Sorting out the relative contributions of electrostatic polarization, dispersion, and hydrogen bonding to solvatochromic shifts on vertical electronic excitation energies

Conventional polarized continuum model calculations of solvatochromic shifts on electronic excitation energies using popular quantum chemical programs (e.g., Gaussian or Turbomole) include the noninertial and inertial bulk-solvent polarization, which will be called electrostatics, but not dispersion interactions and specific effects like hydrogen bonding. For the n→π* excitation of acetone in several solvents, we estimated the nonelectrostatic contributions in two ways: (i) the vertical excitation model (VEM) of Li et al. (Int.

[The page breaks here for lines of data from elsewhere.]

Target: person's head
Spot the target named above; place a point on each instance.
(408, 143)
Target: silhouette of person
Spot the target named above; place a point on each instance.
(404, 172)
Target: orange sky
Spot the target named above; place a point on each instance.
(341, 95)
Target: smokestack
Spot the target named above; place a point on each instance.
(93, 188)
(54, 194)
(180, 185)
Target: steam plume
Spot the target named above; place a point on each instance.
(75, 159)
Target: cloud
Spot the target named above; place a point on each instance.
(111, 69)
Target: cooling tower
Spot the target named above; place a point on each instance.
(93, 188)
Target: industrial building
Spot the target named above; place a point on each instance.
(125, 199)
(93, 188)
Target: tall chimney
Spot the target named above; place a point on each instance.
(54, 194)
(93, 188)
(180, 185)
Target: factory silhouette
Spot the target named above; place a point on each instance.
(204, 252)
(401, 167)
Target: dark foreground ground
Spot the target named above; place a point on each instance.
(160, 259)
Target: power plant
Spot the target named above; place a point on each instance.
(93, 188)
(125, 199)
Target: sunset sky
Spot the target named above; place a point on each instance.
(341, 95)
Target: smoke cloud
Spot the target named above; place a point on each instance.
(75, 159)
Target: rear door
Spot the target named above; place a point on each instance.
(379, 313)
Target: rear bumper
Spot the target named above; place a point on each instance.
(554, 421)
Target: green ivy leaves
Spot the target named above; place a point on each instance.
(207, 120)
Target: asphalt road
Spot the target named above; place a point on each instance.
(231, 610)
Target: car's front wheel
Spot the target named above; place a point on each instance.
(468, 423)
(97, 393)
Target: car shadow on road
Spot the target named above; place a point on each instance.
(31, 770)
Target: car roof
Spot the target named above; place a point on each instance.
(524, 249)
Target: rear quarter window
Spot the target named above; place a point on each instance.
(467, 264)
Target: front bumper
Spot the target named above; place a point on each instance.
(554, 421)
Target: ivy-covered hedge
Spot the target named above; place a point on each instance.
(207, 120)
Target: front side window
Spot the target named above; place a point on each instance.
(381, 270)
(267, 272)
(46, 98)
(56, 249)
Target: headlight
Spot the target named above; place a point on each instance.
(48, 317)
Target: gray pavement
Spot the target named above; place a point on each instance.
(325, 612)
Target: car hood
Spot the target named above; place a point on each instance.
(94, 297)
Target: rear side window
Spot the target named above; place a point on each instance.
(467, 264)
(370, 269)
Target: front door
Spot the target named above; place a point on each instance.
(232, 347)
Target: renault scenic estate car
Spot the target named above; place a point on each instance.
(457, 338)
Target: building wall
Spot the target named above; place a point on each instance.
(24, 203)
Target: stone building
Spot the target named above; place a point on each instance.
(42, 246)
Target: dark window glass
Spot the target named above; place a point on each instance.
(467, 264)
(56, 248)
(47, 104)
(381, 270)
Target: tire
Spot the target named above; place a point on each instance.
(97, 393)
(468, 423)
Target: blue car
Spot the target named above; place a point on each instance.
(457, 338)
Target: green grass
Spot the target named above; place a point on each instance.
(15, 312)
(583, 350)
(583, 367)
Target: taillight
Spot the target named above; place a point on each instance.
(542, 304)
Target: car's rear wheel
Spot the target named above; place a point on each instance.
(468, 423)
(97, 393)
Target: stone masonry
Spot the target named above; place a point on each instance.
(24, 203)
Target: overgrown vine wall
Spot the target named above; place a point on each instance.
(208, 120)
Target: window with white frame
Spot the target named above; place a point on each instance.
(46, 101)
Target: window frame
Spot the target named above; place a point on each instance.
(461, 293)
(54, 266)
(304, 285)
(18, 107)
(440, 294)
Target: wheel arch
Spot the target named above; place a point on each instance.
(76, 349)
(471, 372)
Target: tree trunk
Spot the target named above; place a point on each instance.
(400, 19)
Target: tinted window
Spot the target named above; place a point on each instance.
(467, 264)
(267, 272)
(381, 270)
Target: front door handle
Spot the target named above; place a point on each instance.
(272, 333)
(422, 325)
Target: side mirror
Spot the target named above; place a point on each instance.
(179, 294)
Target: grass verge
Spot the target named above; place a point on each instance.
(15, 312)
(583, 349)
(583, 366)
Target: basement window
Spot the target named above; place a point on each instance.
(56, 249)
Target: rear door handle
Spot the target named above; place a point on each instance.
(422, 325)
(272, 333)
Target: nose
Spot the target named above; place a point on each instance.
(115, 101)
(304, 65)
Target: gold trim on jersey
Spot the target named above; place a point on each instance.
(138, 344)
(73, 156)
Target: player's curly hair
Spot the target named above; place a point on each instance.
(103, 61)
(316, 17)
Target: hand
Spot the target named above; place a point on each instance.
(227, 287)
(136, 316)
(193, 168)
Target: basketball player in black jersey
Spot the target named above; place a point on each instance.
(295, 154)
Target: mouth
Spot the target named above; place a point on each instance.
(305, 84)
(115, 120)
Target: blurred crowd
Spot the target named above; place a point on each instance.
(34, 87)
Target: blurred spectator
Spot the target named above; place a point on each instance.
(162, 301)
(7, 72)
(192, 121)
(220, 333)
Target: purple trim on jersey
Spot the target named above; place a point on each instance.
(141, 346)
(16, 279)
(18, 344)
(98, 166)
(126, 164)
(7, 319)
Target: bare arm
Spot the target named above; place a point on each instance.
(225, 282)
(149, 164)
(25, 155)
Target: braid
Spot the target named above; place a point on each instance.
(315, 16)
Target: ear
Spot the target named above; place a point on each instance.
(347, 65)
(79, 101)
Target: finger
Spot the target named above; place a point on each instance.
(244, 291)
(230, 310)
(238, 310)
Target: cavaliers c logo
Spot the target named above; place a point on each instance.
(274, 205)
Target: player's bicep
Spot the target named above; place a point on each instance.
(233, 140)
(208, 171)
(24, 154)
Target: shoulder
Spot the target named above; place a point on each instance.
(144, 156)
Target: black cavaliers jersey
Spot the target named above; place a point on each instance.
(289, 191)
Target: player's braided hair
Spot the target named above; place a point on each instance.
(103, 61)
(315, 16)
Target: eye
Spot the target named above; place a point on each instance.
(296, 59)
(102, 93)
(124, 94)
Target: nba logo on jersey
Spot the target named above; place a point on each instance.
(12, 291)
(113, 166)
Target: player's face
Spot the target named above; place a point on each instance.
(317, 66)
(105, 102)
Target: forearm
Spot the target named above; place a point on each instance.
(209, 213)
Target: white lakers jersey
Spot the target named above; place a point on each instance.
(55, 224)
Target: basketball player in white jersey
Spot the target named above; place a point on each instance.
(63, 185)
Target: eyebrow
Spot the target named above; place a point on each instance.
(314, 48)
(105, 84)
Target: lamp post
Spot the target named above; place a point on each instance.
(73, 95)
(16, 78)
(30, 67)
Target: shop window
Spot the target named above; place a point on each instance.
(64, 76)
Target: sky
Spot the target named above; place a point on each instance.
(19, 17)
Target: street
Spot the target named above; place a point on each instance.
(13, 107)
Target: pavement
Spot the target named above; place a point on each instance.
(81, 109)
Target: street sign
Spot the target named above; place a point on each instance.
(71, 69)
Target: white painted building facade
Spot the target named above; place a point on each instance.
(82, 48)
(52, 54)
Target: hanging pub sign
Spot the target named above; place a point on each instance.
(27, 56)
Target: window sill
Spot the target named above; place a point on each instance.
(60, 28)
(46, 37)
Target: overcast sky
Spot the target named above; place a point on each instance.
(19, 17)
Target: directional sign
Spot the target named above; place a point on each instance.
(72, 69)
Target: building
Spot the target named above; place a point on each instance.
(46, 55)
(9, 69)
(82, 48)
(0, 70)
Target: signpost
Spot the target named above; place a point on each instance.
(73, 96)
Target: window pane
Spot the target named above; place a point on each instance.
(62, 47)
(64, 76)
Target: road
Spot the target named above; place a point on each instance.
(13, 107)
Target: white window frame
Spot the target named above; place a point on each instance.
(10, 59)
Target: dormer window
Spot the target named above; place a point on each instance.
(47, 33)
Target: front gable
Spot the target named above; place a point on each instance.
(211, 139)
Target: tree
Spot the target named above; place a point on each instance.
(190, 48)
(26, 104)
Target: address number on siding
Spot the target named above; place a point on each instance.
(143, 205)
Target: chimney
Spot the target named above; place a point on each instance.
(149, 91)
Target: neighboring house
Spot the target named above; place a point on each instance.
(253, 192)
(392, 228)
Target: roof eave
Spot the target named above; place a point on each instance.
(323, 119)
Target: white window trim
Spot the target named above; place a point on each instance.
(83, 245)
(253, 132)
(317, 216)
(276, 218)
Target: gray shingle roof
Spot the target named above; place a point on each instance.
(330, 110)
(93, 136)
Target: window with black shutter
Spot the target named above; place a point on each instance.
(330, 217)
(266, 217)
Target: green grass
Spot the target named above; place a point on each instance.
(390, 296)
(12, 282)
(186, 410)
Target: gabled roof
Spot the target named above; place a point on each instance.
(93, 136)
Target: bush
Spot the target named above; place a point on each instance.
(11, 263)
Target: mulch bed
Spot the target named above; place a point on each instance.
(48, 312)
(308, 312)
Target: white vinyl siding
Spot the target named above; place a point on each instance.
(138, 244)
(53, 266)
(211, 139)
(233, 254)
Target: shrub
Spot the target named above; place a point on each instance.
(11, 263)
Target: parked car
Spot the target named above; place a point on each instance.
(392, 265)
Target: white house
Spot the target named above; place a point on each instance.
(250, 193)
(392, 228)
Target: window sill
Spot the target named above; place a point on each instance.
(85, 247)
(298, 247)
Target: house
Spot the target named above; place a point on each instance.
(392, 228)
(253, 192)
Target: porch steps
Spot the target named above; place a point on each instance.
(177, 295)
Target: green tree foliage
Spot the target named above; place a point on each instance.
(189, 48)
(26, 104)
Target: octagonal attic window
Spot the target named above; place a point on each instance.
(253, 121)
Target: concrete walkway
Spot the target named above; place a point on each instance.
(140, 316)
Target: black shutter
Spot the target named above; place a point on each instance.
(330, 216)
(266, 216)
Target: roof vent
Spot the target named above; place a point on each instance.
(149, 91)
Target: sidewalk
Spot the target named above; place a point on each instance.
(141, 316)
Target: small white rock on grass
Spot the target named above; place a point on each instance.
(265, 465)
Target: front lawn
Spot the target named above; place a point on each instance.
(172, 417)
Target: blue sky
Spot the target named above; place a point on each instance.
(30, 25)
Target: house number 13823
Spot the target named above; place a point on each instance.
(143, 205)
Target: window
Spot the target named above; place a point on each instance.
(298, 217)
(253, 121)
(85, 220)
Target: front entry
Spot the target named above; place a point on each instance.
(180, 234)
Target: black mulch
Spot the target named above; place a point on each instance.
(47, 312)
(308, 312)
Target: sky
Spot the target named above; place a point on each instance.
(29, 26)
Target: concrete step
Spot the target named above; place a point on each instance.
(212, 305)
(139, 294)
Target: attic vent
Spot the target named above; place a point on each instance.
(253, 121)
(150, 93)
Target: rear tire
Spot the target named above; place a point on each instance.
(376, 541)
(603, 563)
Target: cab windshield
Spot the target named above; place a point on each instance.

J. Quantum Chem. 2000, 77, 264), but updated to use TD-DFT corrected linear response with SMD atomic radii, and (ii) in the case of acetone in water, ensemble averaging over supermolecule calculations with up to 12 explicit solvent molecules selected from a molecular dynamics trajectory, with the explicit solvent surrounded by a continuum solvent. The TD-DFT VEM calculations carried out with the M06 density functional for 23 solvents result in a dispersion contribution to the red of 261-356 cm^-1 and a hydrogen-bonding contribution to the blue of up to 289 cm^-1.